Highlights & Insights

  • Paradigm shift: "Look at variation, not attention" is a concise yet powerful perspective shift with rigorous theoretical backing.
  • Full FlashAttention compatibility is the most practically significant advantage for deployment—existing attention-guided "acceleration" methods may actually increase memory usage.
  • The advantage on video understanding is particularly notable (98.6% performance, 74.2% latency reduction), as video sequences contain far more tokens and positional bias is more severe.
  • The Variation-Impact Theorem rigorously links variation magnitude to output impact as an a priori derivation rather than a post-hoc explanation.
  • The codebase is open-source and the implementation is minimal (a single L2 distance computation followed by TopK selection).

Limitations & Future Work

  • The layer selection and compression ratio schedule for the three-stage dropping still require manual configuration; adaptive strategies may yield further improvements.
  • The theoretical analysis assumes a lower bound on the Jacobian norm, providing insufficient characterization for tokens near zero.
  • Experiments are limited to 7B-scale models; effectiveness on larger models (70B+) remains to be verified.
  • Variation is assessed using only adjacent layers; cross-layer variation patterns may provide richer signals.
  • Prefilling-stage acceleration yields limited benefit for short-prompt scenarios; the primary use case is high-resolution images and long videos.
  • vs.

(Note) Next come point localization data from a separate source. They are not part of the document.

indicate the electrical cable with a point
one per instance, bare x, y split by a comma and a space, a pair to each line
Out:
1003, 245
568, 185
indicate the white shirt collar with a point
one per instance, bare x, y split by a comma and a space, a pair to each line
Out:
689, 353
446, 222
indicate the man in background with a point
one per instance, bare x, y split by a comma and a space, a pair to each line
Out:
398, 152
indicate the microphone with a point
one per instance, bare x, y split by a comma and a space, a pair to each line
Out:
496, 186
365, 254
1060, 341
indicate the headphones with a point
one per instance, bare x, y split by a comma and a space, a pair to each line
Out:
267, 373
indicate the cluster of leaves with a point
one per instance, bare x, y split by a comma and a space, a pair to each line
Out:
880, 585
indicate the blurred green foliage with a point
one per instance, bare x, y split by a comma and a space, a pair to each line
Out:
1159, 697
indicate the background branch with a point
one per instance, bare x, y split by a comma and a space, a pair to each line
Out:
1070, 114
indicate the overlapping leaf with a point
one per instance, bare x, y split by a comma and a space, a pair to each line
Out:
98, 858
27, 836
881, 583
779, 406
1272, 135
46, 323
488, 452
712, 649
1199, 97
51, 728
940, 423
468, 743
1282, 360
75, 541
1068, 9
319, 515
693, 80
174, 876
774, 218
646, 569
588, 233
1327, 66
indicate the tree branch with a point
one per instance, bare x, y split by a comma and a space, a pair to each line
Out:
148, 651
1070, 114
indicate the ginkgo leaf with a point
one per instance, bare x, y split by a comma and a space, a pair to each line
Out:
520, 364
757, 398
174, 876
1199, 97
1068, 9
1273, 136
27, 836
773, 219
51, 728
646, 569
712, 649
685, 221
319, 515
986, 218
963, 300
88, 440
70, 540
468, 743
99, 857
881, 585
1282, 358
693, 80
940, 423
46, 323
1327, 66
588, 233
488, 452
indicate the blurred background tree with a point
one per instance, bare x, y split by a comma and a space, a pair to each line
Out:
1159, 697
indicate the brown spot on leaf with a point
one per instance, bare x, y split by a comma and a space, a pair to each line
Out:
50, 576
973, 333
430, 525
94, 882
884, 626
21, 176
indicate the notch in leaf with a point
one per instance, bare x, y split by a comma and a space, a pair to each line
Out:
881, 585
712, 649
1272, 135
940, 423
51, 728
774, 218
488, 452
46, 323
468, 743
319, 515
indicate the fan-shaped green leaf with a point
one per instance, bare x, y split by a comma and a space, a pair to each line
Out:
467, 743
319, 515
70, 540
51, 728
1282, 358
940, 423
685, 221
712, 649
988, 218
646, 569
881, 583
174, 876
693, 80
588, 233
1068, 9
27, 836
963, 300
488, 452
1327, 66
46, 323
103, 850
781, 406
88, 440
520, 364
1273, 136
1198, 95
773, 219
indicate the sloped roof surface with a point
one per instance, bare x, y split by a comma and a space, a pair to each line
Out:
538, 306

FastV: FastV performs attention-based dropping, which suffers from positional bias and is incompatible with FlashAttention. At 192 tokens, V2Drop achieves 97.6% vs. FastV's 88.2%—a substantial performance gap.
  • vs. SparseVLM: SparseVLM uses attention-ranked sorting with token recycling and achieves competitive performance, but increases peak memory by 23.5%–54.8%. V2Drop achieves comparable or better performance while actually reducing memory.
  • vs. PDrop: PDrop, which uses progressive attention-based dropping, is the closest competitor. V2Drop outperforms it by +1.6% on images (97.6% vs. 96.0%) and +2.6% on video (98.6% vs. 96.0%).
  • vs. DyCoke: DyCoke is designed specifically for video but achieves only 87.1% on LLaVA-OV at 25% retention, compared to V2Drop's 98.6%.

The "variation as importance" principle is generalizable to NLP (text token pruning) and multimodal fusion (cross-modal token alignment). The diagnosis of positional bias serves as a cautionary signal for all methods that use attention as an importance proxy. V2Drop is complementary to GKD (VFM distillation): GKD addresses model compression while V2Drop addresses inference acceleration, and the two can be combined.

Rating

  • Novelty: ⭐⭐⭐⭐⭐ — Highly original perspective; the first to adopt token variation for token compression, with rigorous theoretical grounding.
  • Experimental Thoroughness: ⭐⭐⭐⭐⭐ — Multiple models (LLaVA/Qwen2-VL) × multiple tasks (image/video) × multiple baselines × comprehensive ablations, with detailed efficiency analysis.
  • Writing Quality: ⭐⭐⭐⭐⭐ — Problem formulation is clear, theory and experiments are tightly integrated, and visualizations are intuitive.
  • Value: ⭐⭐⭐⭐⭐ — Highly practical: training-free, FlashAttention-compatible, open-source, and ready for direct deployment.